I’m no Sting, but in the last two days, with Father’s Day weekend approaching, I’ve had occasion to follow some of the latest legal developments involving DNA evidence. Of course, the end of the Supreme Court term typically falls around Father’s Day, so a major ruling coming down this time of year is hardly a surprise. But Jungian concepts are flexible, and the Court's ruling is indeed meaningful — especially if you’re a criminal defendant in Alaska, Oklahoma or Massachusetts, the three states lacking laws providing access to post-conviction DNA testing.
In the Osborne case, the Supreme Court ruled that Alaska authorities did not violate the constitutional rights of a man convicted of rape when they refused to allow him to test the DNA evidence that might have overturned his conviction. The Innocence Project has used this type of evidence to successfully reverse over 240 convictions around the country in recent years — a major shock to a justice system whose claims to legitimacy depend on its ability to punish the guilty and spare the innocent.
DNA testing technology has become more sophisticated since 1993, when the sexual assault that Alaska prosecutors charged Osborne with occurred. Though a preliminary test showed a match between Osborne's DNA and DNA taken from a condom that had belonged to the victim, it was an imprecise test and approximately 15-16 percent of African-American men would also have been a match. When the case came to trial, Osborne’s attorney chose not to seek an independent, more precise test.

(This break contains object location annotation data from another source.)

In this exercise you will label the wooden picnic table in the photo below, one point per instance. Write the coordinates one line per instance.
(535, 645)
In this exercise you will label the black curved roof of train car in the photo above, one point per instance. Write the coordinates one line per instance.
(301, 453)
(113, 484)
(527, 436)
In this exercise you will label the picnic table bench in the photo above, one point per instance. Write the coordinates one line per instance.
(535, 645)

The defense attorney feared (or at least claimed) that it might provide stronger evidence of Osborne’s guilt.
That strategy didn’t work. And yesterday, by a 5-4 vote, the Supreme Court said that William Osborne has no constitutional right to have DNA testing done after his conviction.
Attorney General Holder responded to the Court’s decision quickly. He pointed out that the Obama administration supports defendants’ access to DNA evidence “in a range of circumstances" and that federal law has guaranteed access to it in federal cases since 2004. As Peter Neufeld of the Innocence Project noted, however, the decision will severely impact people in the three states that do not have laws allowing defendants to obtain DNA testing.

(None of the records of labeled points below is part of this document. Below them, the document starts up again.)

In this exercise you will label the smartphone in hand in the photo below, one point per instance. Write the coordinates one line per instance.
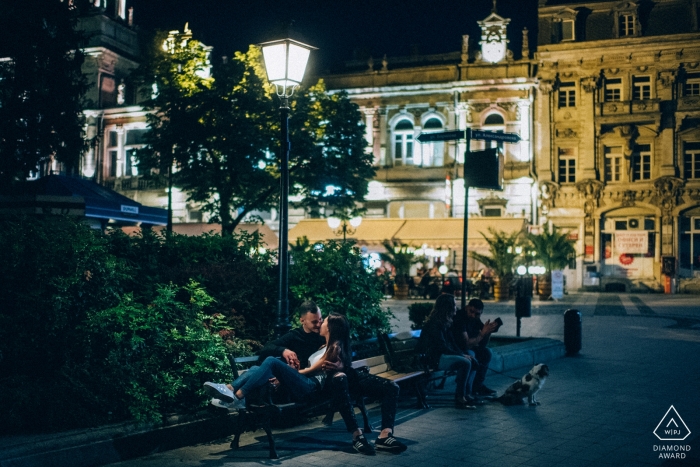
(498, 321)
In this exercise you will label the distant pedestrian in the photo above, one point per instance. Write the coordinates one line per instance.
(437, 342)
(472, 336)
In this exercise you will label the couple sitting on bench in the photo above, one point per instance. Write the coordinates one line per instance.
(317, 362)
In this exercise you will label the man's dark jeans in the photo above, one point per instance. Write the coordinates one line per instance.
(483, 356)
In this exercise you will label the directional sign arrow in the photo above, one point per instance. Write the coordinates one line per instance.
(441, 136)
(494, 136)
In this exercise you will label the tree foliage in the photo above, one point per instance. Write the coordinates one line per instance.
(401, 256)
(222, 133)
(554, 249)
(335, 276)
(502, 256)
(41, 88)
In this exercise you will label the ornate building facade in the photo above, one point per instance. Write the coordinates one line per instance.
(483, 86)
(618, 142)
(115, 123)
(607, 109)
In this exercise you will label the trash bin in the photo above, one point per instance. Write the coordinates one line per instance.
(572, 331)
(523, 297)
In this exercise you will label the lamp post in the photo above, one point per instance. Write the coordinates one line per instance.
(344, 227)
(285, 63)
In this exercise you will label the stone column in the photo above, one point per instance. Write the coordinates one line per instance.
(588, 150)
(544, 124)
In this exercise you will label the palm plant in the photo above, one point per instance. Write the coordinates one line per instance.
(401, 256)
(503, 256)
(554, 250)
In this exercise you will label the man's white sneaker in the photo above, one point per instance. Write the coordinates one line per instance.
(219, 391)
(235, 405)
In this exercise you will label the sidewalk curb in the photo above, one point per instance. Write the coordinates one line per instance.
(92, 448)
(526, 353)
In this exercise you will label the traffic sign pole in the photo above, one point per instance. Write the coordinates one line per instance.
(466, 224)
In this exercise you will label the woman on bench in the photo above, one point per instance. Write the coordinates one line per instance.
(437, 342)
(310, 381)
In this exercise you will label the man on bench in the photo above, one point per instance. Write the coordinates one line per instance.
(295, 348)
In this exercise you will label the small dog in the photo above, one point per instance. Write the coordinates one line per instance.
(526, 387)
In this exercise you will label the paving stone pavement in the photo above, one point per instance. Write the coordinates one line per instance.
(599, 408)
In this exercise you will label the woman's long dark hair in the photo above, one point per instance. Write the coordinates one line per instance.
(339, 338)
(443, 309)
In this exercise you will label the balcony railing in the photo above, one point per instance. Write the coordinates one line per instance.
(134, 183)
(628, 107)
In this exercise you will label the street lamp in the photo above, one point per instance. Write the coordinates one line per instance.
(340, 226)
(285, 63)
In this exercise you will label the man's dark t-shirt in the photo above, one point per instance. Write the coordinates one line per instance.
(472, 326)
(301, 343)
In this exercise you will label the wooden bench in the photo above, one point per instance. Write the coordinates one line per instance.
(401, 351)
(262, 407)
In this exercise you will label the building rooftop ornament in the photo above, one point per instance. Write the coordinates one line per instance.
(493, 37)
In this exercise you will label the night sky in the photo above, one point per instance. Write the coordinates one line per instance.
(342, 30)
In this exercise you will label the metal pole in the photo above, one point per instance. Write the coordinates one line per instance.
(283, 304)
(169, 226)
(466, 223)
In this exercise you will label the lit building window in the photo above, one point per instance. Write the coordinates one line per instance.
(567, 30)
(691, 160)
(432, 153)
(494, 122)
(641, 163)
(403, 143)
(641, 88)
(692, 85)
(122, 146)
(689, 247)
(613, 163)
(567, 95)
(113, 154)
(613, 89)
(626, 25)
(567, 165)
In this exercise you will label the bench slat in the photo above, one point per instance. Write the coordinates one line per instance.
(370, 362)
(394, 376)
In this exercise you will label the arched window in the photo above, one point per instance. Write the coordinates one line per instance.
(494, 122)
(494, 119)
(432, 153)
(403, 143)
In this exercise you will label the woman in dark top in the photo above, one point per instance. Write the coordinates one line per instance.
(437, 342)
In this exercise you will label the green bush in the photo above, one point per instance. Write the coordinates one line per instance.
(243, 284)
(54, 273)
(77, 350)
(336, 277)
(418, 313)
(158, 353)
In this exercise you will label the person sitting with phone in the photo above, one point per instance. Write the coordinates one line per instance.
(473, 336)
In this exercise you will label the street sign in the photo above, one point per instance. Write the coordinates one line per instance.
(494, 136)
(484, 169)
(441, 136)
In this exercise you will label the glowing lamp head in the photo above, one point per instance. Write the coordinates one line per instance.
(285, 63)
(356, 221)
(333, 222)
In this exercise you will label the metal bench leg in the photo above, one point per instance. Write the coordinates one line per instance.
(328, 419)
(442, 383)
(422, 402)
(270, 439)
(240, 428)
(365, 418)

Today, a day after the Supreme Court’s DNA ruling, I attended a CLE on eyewitness identification. The presenter, Jeanne Schleh, a former assistant county attorney in Ramsey County, Minn., noted in one of her first Powerpoint slides that virtually all of the DNA exonerations of wrongfully convicted defendants were in cases with faulty eyewitness evidence.

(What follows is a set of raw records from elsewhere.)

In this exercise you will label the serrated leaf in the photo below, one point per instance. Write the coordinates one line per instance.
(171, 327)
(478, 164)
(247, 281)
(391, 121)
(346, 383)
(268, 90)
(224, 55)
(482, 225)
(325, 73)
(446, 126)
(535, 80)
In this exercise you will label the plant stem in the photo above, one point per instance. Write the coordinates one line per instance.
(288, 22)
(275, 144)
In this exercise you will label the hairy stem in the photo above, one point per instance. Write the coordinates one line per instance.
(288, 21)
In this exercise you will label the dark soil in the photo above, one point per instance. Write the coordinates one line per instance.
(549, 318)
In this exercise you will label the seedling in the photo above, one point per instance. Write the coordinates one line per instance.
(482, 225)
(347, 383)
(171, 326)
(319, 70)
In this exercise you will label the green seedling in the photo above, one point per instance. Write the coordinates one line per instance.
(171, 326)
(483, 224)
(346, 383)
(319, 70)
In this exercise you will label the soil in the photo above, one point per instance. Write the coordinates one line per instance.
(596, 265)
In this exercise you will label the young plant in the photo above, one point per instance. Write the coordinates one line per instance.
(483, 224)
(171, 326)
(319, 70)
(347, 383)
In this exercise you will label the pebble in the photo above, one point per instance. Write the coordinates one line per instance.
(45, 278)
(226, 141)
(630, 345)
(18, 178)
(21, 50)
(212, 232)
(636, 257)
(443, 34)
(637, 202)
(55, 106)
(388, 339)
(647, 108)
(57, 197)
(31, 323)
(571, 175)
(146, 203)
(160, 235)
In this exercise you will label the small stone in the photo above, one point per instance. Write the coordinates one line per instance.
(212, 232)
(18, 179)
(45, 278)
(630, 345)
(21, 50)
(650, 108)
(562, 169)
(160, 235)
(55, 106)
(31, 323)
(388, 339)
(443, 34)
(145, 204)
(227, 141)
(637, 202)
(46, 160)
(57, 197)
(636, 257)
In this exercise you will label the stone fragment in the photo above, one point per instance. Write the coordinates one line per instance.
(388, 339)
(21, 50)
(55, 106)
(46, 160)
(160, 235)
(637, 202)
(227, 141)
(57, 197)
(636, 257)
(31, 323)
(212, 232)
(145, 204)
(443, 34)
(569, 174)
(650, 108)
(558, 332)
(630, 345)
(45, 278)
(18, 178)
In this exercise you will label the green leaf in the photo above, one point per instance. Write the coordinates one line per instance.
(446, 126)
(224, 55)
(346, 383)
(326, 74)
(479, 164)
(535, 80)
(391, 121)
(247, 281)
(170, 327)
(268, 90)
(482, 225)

Issues involving eyewitness evidence have been on my professional radar since I was a third year law student. In 1986, I edited a lead article for the Valparaiso University Law Review entitled “Trial by Jury: Reflections on Witness Credibility, Expert Testimony and Recantation,” by Elaine D. Ingullli.
Ms. Ingulli began the article by examining a case in Cook County, Illinois in which a man named Gary Dotson sought a new trial after the alleged witness recanted, saying she had perjured herself at trial. Ingulli rightly raised broad issues about the justice system's (arguably excessive) dependence on the evaluation of live witness testimony by juries to get at the truth.
When cases like Gary Dotson's occur today, DNA tests can play a key role. But even today, eyewitness evidence remains fundamental to the work of law enforcement agencies. Testing has become easier, but the United States is not one big DNA lab, and gathering evidence from human witnesses is still a basic building block of police work.
The CLE I attended outlined how Ramsey County (MN) has changed its identification procedures. The presenter began by showing this video, produced by Gary Wells, a psychology professor, to illustrate how tricky it can be trying to make a positive ID based on a fleeting view of someone for perhaps only a matter of seconds.
The “60 Minutes” program on the CBS television network also explored the accuracy of visual memory recently, focusing on a rape case in North Carolina in which a black man was wrongfully imprisoned for eleven years before a white woman’s accusations were disproved by DNA evidence.
Following a national trend, Ramsey County has moved away from traditional “lineups,” which typically required enlisting jail inmates and maybe a few stray volunteers. Instead, best practices are now to use “blind” (and possibly computer-based) photo displays where the administrator doesn’t even know who the suspect is.
“If we share this nightmare, we can dream,” sang Sting in “Synchronicity I.” Being imprisoned when DNA evidence might exonerate you would be a nightmare. The dream remains, however, of a criminal justice system adaptable enough to include state-of-the art science when that is in the interest of justice.